Hasta la vista, baby! Terminating Cardiac Arrhythmias with the Help of Computer Simulations
Fernando Campos (Research Associate)
Arrhythmias (heart rhythm problems) resulting from severe heart conditions kill 100,000 people in the UK every year. Although catheter ablation (a semi-invasive procedure to stop abnormal electrical pathways in the heart) remains the only potential curative treatment for arrhythmias, it has achieved only modest efficacy owing to the limitations of current clinical mapping techniques. In this talk I will describe how we use computer simulations to optimize mapping techniques, improving the outcome of the procedure and, consequently, the patient's life quality.

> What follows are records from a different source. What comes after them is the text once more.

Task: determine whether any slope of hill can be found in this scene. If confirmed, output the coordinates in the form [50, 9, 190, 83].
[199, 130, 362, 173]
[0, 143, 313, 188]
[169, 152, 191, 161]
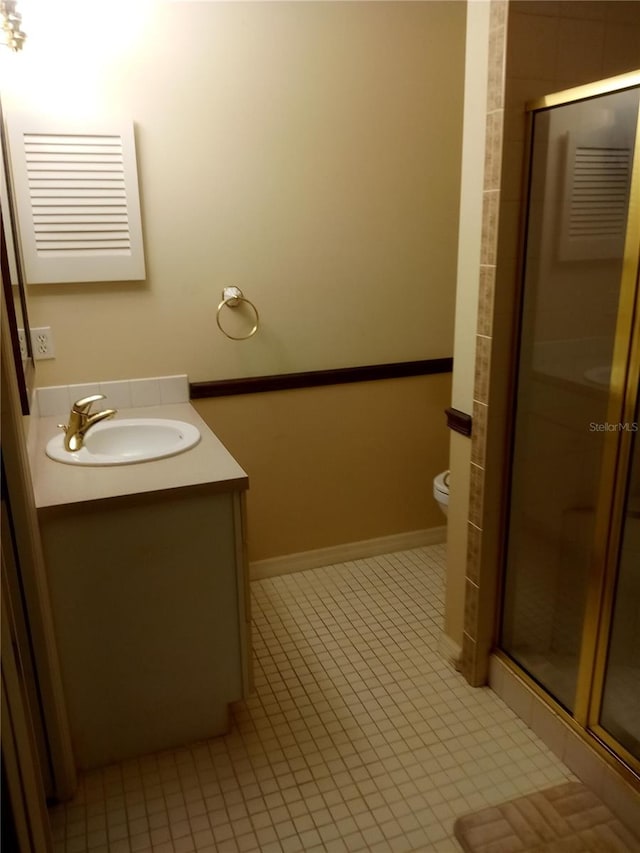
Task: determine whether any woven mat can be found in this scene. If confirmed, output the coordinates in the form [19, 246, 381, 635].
[454, 782, 640, 853]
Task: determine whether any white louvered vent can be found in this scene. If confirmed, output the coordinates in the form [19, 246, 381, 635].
[560, 136, 632, 260]
[8, 116, 145, 284]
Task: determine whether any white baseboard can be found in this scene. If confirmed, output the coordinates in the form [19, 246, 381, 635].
[249, 527, 447, 580]
[438, 631, 462, 669]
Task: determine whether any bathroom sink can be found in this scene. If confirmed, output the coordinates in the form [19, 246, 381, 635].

Hypertension: beyond the numbers
The diagnosis of hypertension comes down to two numbers: diastolic and systolic blood pressure, the respective minimum and maximum of the blood pressure wave. Yet, the whole pressure wave holds much more information that can help not only to understand the underlying causes of hypertension, but also offer new treatment targets. In this talk, we’ll explore the different theories behind the origin of high blood pressure (arterial VS cardiac theories) and highlight how new methodologies can inform this debate and offer a more comprehensive approach to the diagnosis of hypertension.
How to avoid being kicked in the chest by a horse: computational optimisation of cardiac defibrillation
Martin Bishop (Reader in Computational Cardiac Electrophysiology)
Defibrillation involves the application of a strong electrical shock across the heart to terminate lethal cardiac arrhythmias. Despite being one of the most revolutionary life-saving advances of the 20th century, it is far from an optimal therapy. I will describe how we develop and use detailed computational cardiac models to understand how electric fields interact with cardiac tissue and how such modelling can be used to help optimise the design of automated defibrillators, saving lives and increasing the quality of life of device recipients.